14 Jan 2006

CACCINI: Nuove musiche

When Giulio Caccini entitled his landmark 1601/02 publication Le nuove musiche, he confidently laid claim both to the novelty of the emerging baroque style and his formidable role in bringing it to blossom.

In late sixteenth-century Florence, Caccini was a member of the famous camerata of Count Giovanni Bardi, a humanistically inclined academy in which discussions of ancient music provided a basis for the modern innovations of monody, recitative, and opera. Above all else, the new aesthetic mandated the priority of the text with the result that harmonic license and declamatory style united in the moving of the affections. Caccini’s compositions and the performance instructions that he provides for them richly document the advance of the new style.
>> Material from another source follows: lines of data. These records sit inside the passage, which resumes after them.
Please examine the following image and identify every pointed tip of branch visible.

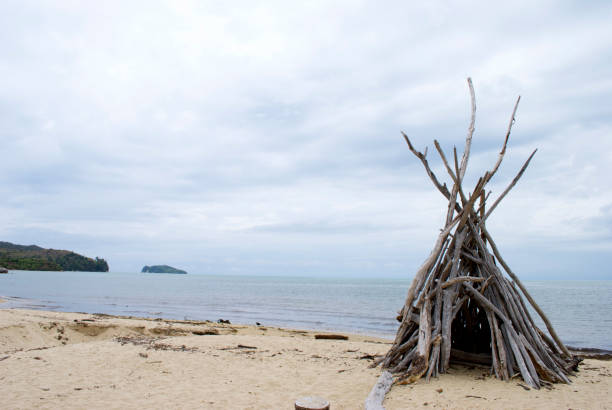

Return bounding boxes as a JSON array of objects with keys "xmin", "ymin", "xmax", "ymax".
[
  {"xmin": 402, "ymin": 131, "xmax": 413, "ymax": 147},
  {"xmin": 524, "ymin": 148, "xmax": 538, "ymax": 165}
]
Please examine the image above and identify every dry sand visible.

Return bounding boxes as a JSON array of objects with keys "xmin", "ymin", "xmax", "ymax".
[{"xmin": 1, "ymin": 308, "xmax": 610, "ymax": 409}]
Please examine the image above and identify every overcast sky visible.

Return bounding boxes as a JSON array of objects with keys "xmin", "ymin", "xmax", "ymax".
[{"xmin": 1, "ymin": 1, "xmax": 611, "ymax": 278}]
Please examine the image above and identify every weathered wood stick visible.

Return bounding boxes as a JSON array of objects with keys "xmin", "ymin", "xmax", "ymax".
[
  {"xmin": 426, "ymin": 343, "xmax": 441, "ymax": 381},
  {"xmin": 433, "ymin": 139, "xmax": 464, "ymax": 224},
  {"xmin": 453, "ymin": 146, "xmax": 460, "ymax": 185},
  {"xmin": 448, "ymin": 229, "xmax": 468, "ymax": 280},
  {"xmin": 482, "ymin": 149, "xmax": 537, "ymax": 222},
  {"xmin": 451, "ymin": 348, "xmax": 493, "ymax": 366},
  {"xmin": 472, "ymin": 191, "xmax": 491, "ymax": 220},
  {"xmin": 434, "ymin": 140, "xmax": 469, "ymax": 207},
  {"xmin": 440, "ymin": 289, "xmax": 456, "ymax": 372},
  {"xmin": 364, "ymin": 371, "xmax": 393, "ymax": 410},
  {"xmin": 314, "ymin": 334, "xmax": 348, "ymax": 340},
  {"xmin": 429, "ymin": 289, "xmax": 443, "ymax": 379},
  {"xmin": 417, "ymin": 298, "xmax": 432, "ymax": 358},
  {"xmin": 383, "ymin": 333, "xmax": 418, "ymax": 368},
  {"xmin": 479, "ymin": 275, "xmax": 494, "ymax": 294},
  {"xmin": 441, "ymin": 276, "xmax": 485, "ymax": 289},
  {"xmin": 420, "ymin": 250, "xmax": 453, "ymax": 306},
  {"xmin": 402, "ymin": 131, "xmax": 451, "ymax": 201},
  {"xmin": 451, "ymin": 295, "xmax": 469, "ymax": 319},
  {"xmin": 389, "ymin": 346, "xmax": 418, "ymax": 373},
  {"xmin": 445, "ymin": 77, "xmax": 476, "ymax": 224},
  {"xmin": 479, "ymin": 190, "xmax": 487, "ymax": 244},
  {"xmin": 460, "ymin": 250, "xmax": 483, "ymax": 264},
  {"xmin": 485, "ymin": 95, "xmax": 521, "ymax": 183},
  {"xmin": 499, "ymin": 321, "xmax": 517, "ymax": 376},
  {"xmin": 537, "ymin": 328, "xmax": 562, "ymax": 357},
  {"xmin": 459, "ymin": 77, "xmax": 476, "ymax": 181}
]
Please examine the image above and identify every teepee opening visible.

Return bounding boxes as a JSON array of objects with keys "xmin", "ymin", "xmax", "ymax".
[
  {"xmin": 375, "ymin": 78, "xmax": 580, "ymax": 389},
  {"xmin": 451, "ymin": 299, "xmax": 491, "ymax": 357}
]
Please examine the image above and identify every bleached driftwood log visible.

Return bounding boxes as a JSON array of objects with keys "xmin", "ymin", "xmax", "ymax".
[{"xmin": 364, "ymin": 371, "xmax": 393, "ymax": 410}]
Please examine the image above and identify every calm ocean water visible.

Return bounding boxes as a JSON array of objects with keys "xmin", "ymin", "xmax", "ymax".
[{"xmin": 1, "ymin": 271, "xmax": 610, "ymax": 350}]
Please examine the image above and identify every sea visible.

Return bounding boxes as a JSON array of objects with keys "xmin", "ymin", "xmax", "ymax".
[{"xmin": 1, "ymin": 271, "xmax": 610, "ymax": 350}]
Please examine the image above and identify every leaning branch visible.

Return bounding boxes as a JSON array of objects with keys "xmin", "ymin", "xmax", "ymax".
[
  {"xmin": 459, "ymin": 77, "xmax": 476, "ymax": 181},
  {"xmin": 482, "ymin": 148, "xmax": 537, "ymax": 222},
  {"xmin": 402, "ymin": 132, "xmax": 451, "ymax": 200},
  {"xmin": 485, "ymin": 96, "xmax": 521, "ymax": 184}
]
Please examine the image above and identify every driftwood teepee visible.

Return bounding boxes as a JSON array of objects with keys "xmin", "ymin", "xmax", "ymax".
[{"xmin": 378, "ymin": 79, "xmax": 580, "ymax": 389}]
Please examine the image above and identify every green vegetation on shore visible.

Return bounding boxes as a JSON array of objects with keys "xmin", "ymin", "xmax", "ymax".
[
  {"xmin": 0, "ymin": 241, "xmax": 109, "ymax": 272},
  {"xmin": 141, "ymin": 265, "xmax": 187, "ymax": 274}
]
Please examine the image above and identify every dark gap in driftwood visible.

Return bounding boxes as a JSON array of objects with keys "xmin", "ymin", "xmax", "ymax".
[{"xmin": 450, "ymin": 298, "xmax": 492, "ymax": 357}]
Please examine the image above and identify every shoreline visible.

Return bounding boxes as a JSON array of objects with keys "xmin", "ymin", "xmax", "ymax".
[
  {"xmin": 1, "ymin": 308, "xmax": 611, "ymax": 409},
  {"xmin": 4, "ymin": 297, "xmax": 612, "ymax": 355},
  {"xmin": 0, "ymin": 294, "xmax": 398, "ymax": 341},
  {"xmin": 2, "ymin": 274, "xmax": 611, "ymax": 351}
]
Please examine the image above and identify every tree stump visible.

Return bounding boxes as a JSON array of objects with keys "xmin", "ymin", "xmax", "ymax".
[{"xmin": 295, "ymin": 396, "xmax": 330, "ymax": 410}]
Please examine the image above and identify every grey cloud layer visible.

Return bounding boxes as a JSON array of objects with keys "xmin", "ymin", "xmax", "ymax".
[{"xmin": 1, "ymin": 1, "xmax": 611, "ymax": 278}]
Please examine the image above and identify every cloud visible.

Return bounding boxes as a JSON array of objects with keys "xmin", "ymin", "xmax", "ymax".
[{"xmin": 0, "ymin": 1, "xmax": 611, "ymax": 278}]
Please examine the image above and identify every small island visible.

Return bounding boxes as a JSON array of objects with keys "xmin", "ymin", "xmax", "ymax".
[{"xmin": 141, "ymin": 265, "xmax": 187, "ymax": 274}]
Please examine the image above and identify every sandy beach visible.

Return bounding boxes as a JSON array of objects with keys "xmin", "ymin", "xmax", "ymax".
[{"xmin": 1, "ymin": 308, "xmax": 610, "ymax": 409}]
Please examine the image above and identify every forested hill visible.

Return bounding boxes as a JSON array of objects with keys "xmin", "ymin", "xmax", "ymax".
[{"xmin": 0, "ymin": 241, "xmax": 109, "ymax": 272}]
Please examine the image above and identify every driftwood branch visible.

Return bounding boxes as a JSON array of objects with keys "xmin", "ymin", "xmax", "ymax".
[
  {"xmin": 365, "ymin": 371, "xmax": 393, "ymax": 410},
  {"xmin": 459, "ymin": 77, "xmax": 476, "ymax": 181},
  {"xmin": 402, "ymin": 132, "xmax": 450, "ymax": 200},
  {"xmin": 486, "ymin": 95, "xmax": 520, "ymax": 183},
  {"xmin": 482, "ymin": 148, "xmax": 537, "ymax": 222}
]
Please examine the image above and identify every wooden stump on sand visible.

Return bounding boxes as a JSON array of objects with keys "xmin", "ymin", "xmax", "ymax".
[{"xmin": 295, "ymin": 396, "xmax": 330, "ymax": 410}]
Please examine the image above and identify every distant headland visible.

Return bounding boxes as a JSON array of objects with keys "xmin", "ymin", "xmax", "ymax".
[
  {"xmin": 0, "ymin": 241, "xmax": 109, "ymax": 272},
  {"xmin": 141, "ymin": 265, "xmax": 187, "ymax": 274}
]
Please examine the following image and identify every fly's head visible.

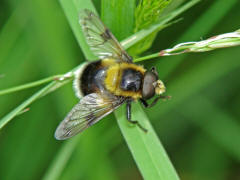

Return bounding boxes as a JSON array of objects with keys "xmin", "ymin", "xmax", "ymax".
[{"xmin": 142, "ymin": 67, "xmax": 166, "ymax": 100}]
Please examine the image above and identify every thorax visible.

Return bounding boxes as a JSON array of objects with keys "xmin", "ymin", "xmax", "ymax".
[{"xmin": 104, "ymin": 60, "xmax": 146, "ymax": 99}]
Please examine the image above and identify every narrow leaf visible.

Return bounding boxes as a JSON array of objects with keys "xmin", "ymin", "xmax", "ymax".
[
  {"xmin": 102, "ymin": 1, "xmax": 179, "ymax": 179},
  {"xmin": 115, "ymin": 103, "xmax": 180, "ymax": 180},
  {"xmin": 0, "ymin": 82, "xmax": 55, "ymax": 129}
]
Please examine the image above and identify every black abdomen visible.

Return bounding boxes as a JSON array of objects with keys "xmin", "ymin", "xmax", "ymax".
[
  {"xmin": 120, "ymin": 68, "xmax": 143, "ymax": 92},
  {"xmin": 80, "ymin": 61, "xmax": 106, "ymax": 95}
]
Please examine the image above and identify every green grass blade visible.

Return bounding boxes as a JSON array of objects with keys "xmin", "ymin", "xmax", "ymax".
[
  {"xmin": 134, "ymin": 29, "xmax": 240, "ymax": 62},
  {"xmin": 0, "ymin": 82, "xmax": 55, "ymax": 129},
  {"xmin": 160, "ymin": 0, "xmax": 239, "ymax": 78},
  {"xmin": 150, "ymin": 47, "xmax": 240, "ymax": 119},
  {"xmin": 0, "ymin": 70, "xmax": 75, "ymax": 130},
  {"xmin": 176, "ymin": 0, "xmax": 238, "ymax": 44},
  {"xmin": 115, "ymin": 103, "xmax": 179, "ymax": 180},
  {"xmin": 42, "ymin": 137, "xmax": 80, "ymax": 180},
  {"xmin": 0, "ymin": 75, "xmax": 62, "ymax": 96},
  {"xmin": 59, "ymin": 0, "xmax": 96, "ymax": 60},
  {"xmin": 102, "ymin": 0, "xmax": 179, "ymax": 179}
]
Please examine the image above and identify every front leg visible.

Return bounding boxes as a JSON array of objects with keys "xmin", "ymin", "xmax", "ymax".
[
  {"xmin": 126, "ymin": 99, "xmax": 147, "ymax": 132},
  {"xmin": 140, "ymin": 95, "xmax": 171, "ymax": 108}
]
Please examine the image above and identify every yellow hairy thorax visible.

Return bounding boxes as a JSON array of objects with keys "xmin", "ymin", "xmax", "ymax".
[{"xmin": 104, "ymin": 60, "xmax": 146, "ymax": 99}]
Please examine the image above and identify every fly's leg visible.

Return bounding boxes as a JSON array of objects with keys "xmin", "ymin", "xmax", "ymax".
[
  {"xmin": 140, "ymin": 95, "xmax": 171, "ymax": 108},
  {"xmin": 126, "ymin": 100, "xmax": 148, "ymax": 133}
]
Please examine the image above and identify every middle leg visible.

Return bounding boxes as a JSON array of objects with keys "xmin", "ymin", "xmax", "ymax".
[{"xmin": 126, "ymin": 99, "xmax": 147, "ymax": 132}]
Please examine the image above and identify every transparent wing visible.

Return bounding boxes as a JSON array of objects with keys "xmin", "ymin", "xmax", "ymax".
[
  {"xmin": 55, "ymin": 93, "xmax": 125, "ymax": 140},
  {"xmin": 79, "ymin": 9, "xmax": 132, "ymax": 62}
]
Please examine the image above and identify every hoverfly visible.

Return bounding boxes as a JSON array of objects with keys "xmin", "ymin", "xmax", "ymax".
[{"xmin": 55, "ymin": 9, "xmax": 168, "ymax": 140}]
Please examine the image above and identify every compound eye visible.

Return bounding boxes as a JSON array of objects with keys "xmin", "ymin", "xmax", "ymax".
[{"xmin": 142, "ymin": 72, "xmax": 157, "ymax": 100}]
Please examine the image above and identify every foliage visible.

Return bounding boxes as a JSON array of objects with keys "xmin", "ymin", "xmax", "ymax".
[{"xmin": 0, "ymin": 0, "xmax": 240, "ymax": 180}]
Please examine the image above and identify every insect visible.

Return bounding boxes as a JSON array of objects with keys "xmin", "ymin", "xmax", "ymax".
[{"xmin": 54, "ymin": 9, "xmax": 169, "ymax": 140}]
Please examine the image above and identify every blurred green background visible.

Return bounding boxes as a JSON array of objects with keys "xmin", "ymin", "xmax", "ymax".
[{"xmin": 0, "ymin": 0, "xmax": 240, "ymax": 180}]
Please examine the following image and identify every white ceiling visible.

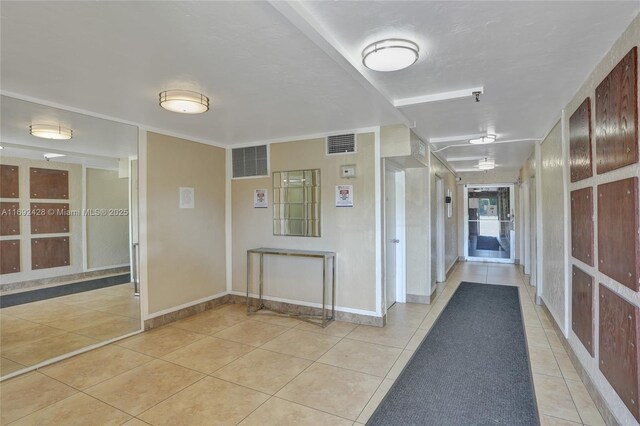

And in this new recording by Dutch soprano Johannette Zomer and theorbist Fred Jacobs, the impassioned nature of the repertory is well served by a dynamic and stylish performance.

Caccini’s songs fall into two categories, through-composed madrigals and strophic airs. The stanzaic repetitions of the latter preclude close attention to the text—here lyric values are ascendant—and Caccini offers several examples that are strongly reminiscent of the rhythmic zest of the much earlier frottola. Dance-like and toe-tapping, airs like “Dalla porta d’oriente” and “Non ha ‘l ciel cotanti lumi” are rendered here with a vivacity that is memorable and a command of rapid passage work that is impressive. The through-composed madrigals combine declamatory gestures with lyric, ornamental flights that allow the singer to shape the poem with heightened passion and attention to the details of the text. The texts are from varied poets, though on this recording Ottavio Rinuccini, the librettist for a number of the earliest operas, is amply represented. And the texts are largely devoted to the painful sorrows of love. So much so, in fact, that the first line of the madrigal “Tutto ‘l dì piango” (I weep all the day) would seem an apt subtitle for the collection. But significantly, if the music is to be impassioned, it requires a text that is equally so, and the bemoanings of unrequited love were well chosen to this end.

Zomer’s singing is entrancing: lithe and articulate with an engaging ornamental vibrancy and a tone that is both rich and focused. Above all, however, it is her responsiveness to the demands of expression that so mark these performances as memorable.

The theorbo playing of Fred Jacobs contributes much to the success of the readings, as well, with stylish accompaniments and a striking clarity of sound. He also engagingly performs a number of solo pieces by the Ferrarese court lutenist, Alessandro Piccinini, including several works based on pre-existent material—the Romanesca, the tenore detto il Mercatello, and the Chiaconna—all of which bring to mind the rich improvisational heritage of much early baroque instrumental performance.

In Nuove Musiche, Zomer and Jacobs provide a rich experience of the newly emerging baroque style. It is an experience to revisit with frequency.